Collective Intentionality — In the philosophy of mind and social ontology, collective intentionality designates the capacity of groups of agents to have collective intentional states — beliefs, desires, intentions, and emotions that are in some sense the property of the group as such, and not merely the aggregate of the individual states of its members. The central debate is: is collective intentionality irreducible to individual intentionality, or can it be analysed as a set of coordinated individual mental states?
Searle: We-Intentions and the Construction of Social Reality
John Searle, in The Construction of Social Reality (1995), proposes that collective intentionality is a primitive biological feature of human beings — it cannot be reduced to bundles of individual intentions, even when each individual is aware of the others’ intentions. The logical structure of we-intentions (we-intentions) is irreducible to that of I-intentions: “we intend to win this game” is not equivalent to “I intend to win this game + I believe that you intend to win this game + I believe that you believe that I intend to win this game + …”. The infinite regress of individual beliefs never captures the fact of genuinely collective intention.
For Searle, collective intentionality is the foundation of institutional reality — the reality of money, marriages, property, governments, and national borders. These are institutional facts created by the collective assignment of status functions: through an implicit collective declaration, a piece of paper becomes money, a person becomes president, a goal becomes valid. The logical structure is “X counts as Y in the context C”. All institutional reality presupposes collective intentionality.
Tuomela: We-Mode and I-Mode
Raimo Tuomela (The Philosophy of Sociality, 2007; earlier works from the 1980s) proposes a distinction between acting in the we-mode and acting in the I-mode. In I-mode, an agent acts as a group member but has individually relativised reasons — they do X because it benefits the group and, consequently, themselves. In we-mode, the agent acts as part of a group qua group — their reasons are the group’s reasons, not individual reasons that happen to converge. Tuomela argues that genuinely collective social action requires the we-mode, which involves acceptance of group norms and goals as such.

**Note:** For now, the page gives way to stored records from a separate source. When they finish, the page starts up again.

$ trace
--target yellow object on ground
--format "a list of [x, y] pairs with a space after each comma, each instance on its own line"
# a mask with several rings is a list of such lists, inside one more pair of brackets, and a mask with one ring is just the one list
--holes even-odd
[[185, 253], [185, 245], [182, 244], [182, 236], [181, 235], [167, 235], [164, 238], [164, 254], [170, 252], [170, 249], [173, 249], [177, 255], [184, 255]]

Gilbert: Plural Subjects and Joint Commitment
Margaret Gilbert (On Social Facts, 1989; Joint Commitment, 2014) proposes the theory of plural subjects: a group forms a plural subject when its members are jointly committed to doing something as a single body. This joint commitment is irreducible to individual commitments and creates obligations and entitlements among group members — obligations of loyalty, of non-abandonment, of acting in accordance with the joint goal. Gilbert applies this analysis to collective beliefs, social norms, shared emotions, and political authority.
Implications
The debate about collective intentionality is fundamental for social ontology and the philosophy of social science: it determines whether a purely individualistic explanation of social phenomena is possible (the methodological individualism of Weber, Popper, and Elster) or whether groups, institutions, and social structures have an irreducible ontological status. It is also relevant to moral and legal philosophy: if groups can have intentions, can they also bear collective moral responsibility?